6. Leptomeningeal disease.

7. New intracranial hemorrhage within 28 days prior to the start of study treatment. If punctate intracranial hemorrhages < 3 mm are present, the patient may be eligible with Sponsor approval.

8. QT interval calculated using the Fridericia's formula (QTcF) > 450 msec, or history or family history of congenital long QT syndrome.

9. History of myocardial infarction or unstable angina within 6 months prior to enrollment, or clinically significant cardiac disease, such as ventricular arrhythmia requiring therapy, uncontrolled hypertension, or any history of symptomatic congestive heart failure.
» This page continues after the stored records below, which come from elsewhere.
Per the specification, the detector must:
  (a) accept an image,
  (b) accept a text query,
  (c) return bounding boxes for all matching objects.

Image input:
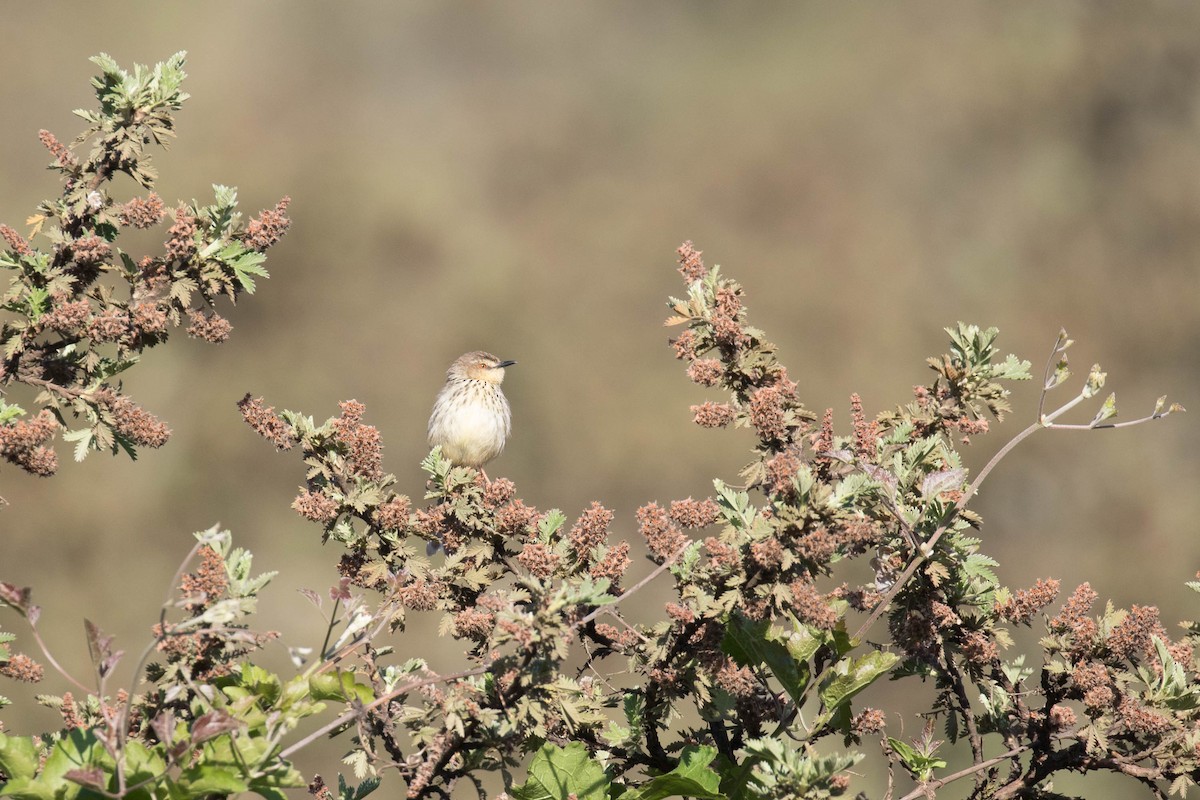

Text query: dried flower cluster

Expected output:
[0,54,288,484]
[0,82,1200,800]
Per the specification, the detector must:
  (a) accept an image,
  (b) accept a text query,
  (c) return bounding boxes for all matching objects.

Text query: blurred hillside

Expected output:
[0,0,1200,796]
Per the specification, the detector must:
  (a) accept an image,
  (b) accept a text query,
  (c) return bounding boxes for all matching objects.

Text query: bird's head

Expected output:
[446,350,516,384]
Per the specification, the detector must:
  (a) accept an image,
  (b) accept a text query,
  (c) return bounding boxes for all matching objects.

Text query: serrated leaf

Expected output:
[820,650,900,709]
[509,741,611,800]
[619,747,725,800]
[721,612,809,703]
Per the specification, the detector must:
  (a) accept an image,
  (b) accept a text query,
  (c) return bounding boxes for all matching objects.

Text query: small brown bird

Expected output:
[430,350,516,480]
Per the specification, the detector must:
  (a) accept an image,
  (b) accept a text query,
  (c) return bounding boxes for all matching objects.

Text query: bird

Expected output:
[428,350,516,481]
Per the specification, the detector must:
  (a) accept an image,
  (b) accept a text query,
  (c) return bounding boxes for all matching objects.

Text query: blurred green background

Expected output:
[0,1,1200,788]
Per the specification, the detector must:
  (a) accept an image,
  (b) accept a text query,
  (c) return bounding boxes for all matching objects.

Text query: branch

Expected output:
[900,745,1030,800]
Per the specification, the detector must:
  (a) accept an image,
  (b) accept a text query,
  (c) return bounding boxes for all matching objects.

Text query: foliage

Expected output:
[0,53,289,489]
[0,56,1200,800]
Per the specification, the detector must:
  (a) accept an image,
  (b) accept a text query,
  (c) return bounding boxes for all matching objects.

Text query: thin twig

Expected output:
[900,745,1030,800]
[280,663,492,758]
[571,541,695,628]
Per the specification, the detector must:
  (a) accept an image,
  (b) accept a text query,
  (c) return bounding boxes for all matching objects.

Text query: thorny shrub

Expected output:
[0,53,290,491]
[0,53,1200,800]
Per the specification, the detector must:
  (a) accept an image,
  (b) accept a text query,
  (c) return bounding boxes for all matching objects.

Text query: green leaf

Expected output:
[888,736,946,781]
[0,733,38,778]
[0,399,25,425]
[620,747,725,800]
[179,760,250,798]
[820,650,900,709]
[509,741,611,800]
[62,428,92,461]
[721,613,809,703]
[308,669,374,704]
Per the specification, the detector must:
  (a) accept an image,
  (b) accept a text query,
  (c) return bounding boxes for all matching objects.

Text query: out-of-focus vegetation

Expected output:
[0,2,1200,796]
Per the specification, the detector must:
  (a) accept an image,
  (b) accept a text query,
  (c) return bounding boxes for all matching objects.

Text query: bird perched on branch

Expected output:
[430,350,516,480]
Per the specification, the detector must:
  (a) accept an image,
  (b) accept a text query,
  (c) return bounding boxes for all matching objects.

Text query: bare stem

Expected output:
[900,745,1030,800]
[571,541,695,628]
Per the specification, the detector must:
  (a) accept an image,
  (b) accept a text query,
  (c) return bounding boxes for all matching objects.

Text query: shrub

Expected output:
[0,55,1200,800]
10. Past medical history of interstitial lung disease (ILD), drug induced ILD, radiation pneumonitis that required steroid treatment, or any evidence of clinically active ILD.

11. Known chronic liver disease, including the following: 11a. Acute or chronic hepatitis B. 11b. Chronic infection with hepatitis C except for patients who have completed curative viral therapy ≥ 12 weeks prior to enrollment, and viral load is negative.

12. Active ocular disorders requiring treatment, such as corneal ulcer, herpetic keratitis, uncontrolled glaucoma (stable topical medication is allowed), uncontrolled diabetic retinopathy, iritis or vitritis, or papilledema.

13. Acute or chronic uncontrolled renal disease, pancreatitis, or liver disease (with exception of patients with Gilbert's Syndrome, asymptomatic gallstones, liver metastases, or stable chronic liver disease per Investigator assessment).

14. Major surgery (excluding placement of vascular access) ≤ 28 days of the first dose of study drug BLU-451.

15. Other prior or concurrent malignancy whose natural history or treatment has the potential to interfere with the safety or efficacy assessment of the investigational regimen.

16. Any other significant medical condition or social situation that, in the opinion of the Investigator or Medical Monitor, could impact safety or compliance with study procedures, including inability to swallow pills.

17. Have received or will receive a live vaccine ≤ 28 days or coronavirus disease 2019 (COVID-19) vaccine ≤ 14 days prior to the first dose of BLU-451. Seasonal flu vaccines that do not contain live vaccine are permitted.

18. Patient is a pregnant female, as documented by a serum beta human chorionic gonadotropin (β-hCG) pregnancy test consistent with pregnancy, obtained within 7 days prior to the first dose of study drug.

19. Is a female who is breastfeeding.